On the second day, the bulls take the bears out. They completely engulfed the previous day, but it did not start the day that way. It opens lower than the previous day, making you believe the trend will continue. The boom, the bulls come in and take over.
Next comes the confirmation. This, in turn, makes the reversal that much more likely. Traders can get in on the second day believing the two-day reversal pattern.
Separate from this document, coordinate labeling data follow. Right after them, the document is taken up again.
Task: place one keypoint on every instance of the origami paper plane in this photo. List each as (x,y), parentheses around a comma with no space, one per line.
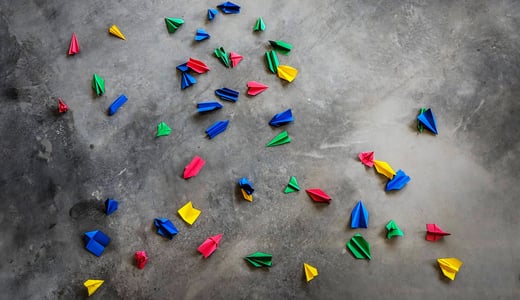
(188,213)
(359,247)
(282,138)
(111,206)
(254,88)
(217,128)
(310,271)
(399,180)
(449,266)
(382,167)
(74,46)
(208,106)
(209,245)
(434,232)
(194,167)
(287,72)
(317,195)
(227,94)
(393,230)
(367,158)
(201,35)
(272,61)
(172,24)
(282,118)
(92,285)
(98,84)
(96,241)
(165,227)
(259,25)
(62,107)
(114,30)
(260,259)
(229,8)
(141,259)
(359,216)
(292,186)
(112,109)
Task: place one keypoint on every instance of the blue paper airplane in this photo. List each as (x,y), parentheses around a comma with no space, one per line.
(282,118)
(216,128)
(428,120)
(201,35)
(165,227)
(208,106)
(227,94)
(397,182)
(359,216)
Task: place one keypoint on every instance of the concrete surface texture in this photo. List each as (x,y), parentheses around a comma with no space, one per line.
(366,67)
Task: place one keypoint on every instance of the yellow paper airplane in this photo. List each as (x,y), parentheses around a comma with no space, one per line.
(92,285)
(116,32)
(382,167)
(310,271)
(287,72)
(449,266)
(188,213)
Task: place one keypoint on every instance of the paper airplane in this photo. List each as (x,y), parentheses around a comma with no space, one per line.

Other traders may wait for the third day to get confirmation. They do not want to get trapped in a fake out. Although, the more of a real body the second candle has, the stronger the reversal. Always wait for confirmation.
Three Outside Up Example
This is an example of a three outside up pattern on a 5 minute chart of $JPM. Note that the black line on the chart was the premarket high. You’ll see how price action formed a bullish engulfing, and inverse head and shoulders pattern right below. This is when the consolidation happened. The consolidation is what formed the right shoulder area.
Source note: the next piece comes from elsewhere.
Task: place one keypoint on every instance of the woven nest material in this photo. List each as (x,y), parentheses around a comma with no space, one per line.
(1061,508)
Then, price action formed the three outside up pattern and broke the premarket high. It reversed for a bit and then formed a hammer that held support. Then, it completed a morning star pattern, which continued the uptrend.
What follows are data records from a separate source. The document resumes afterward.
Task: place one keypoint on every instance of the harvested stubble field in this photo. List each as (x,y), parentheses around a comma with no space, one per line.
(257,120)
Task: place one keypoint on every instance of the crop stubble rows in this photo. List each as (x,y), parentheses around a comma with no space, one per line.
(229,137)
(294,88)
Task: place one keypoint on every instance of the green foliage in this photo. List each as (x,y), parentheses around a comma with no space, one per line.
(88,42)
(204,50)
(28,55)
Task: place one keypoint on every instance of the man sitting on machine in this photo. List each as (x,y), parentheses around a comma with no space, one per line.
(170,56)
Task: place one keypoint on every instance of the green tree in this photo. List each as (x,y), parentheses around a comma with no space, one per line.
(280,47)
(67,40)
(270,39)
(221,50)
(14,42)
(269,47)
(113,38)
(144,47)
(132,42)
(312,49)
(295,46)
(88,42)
Frequently Asked Questions
The three outside up pattern signifies a bullish reversal pattern. It's formed near the base of downtrends. This pattern starts with a bullish engulfing pattern and then continues with two more bullish candlesticks that continue the trend upwards.
The three gap rule consists of three gap patterns that form during an uptrend. Traders need to be aware that the trend will eventually reverse, and that's when the gaps to the downside could be filled.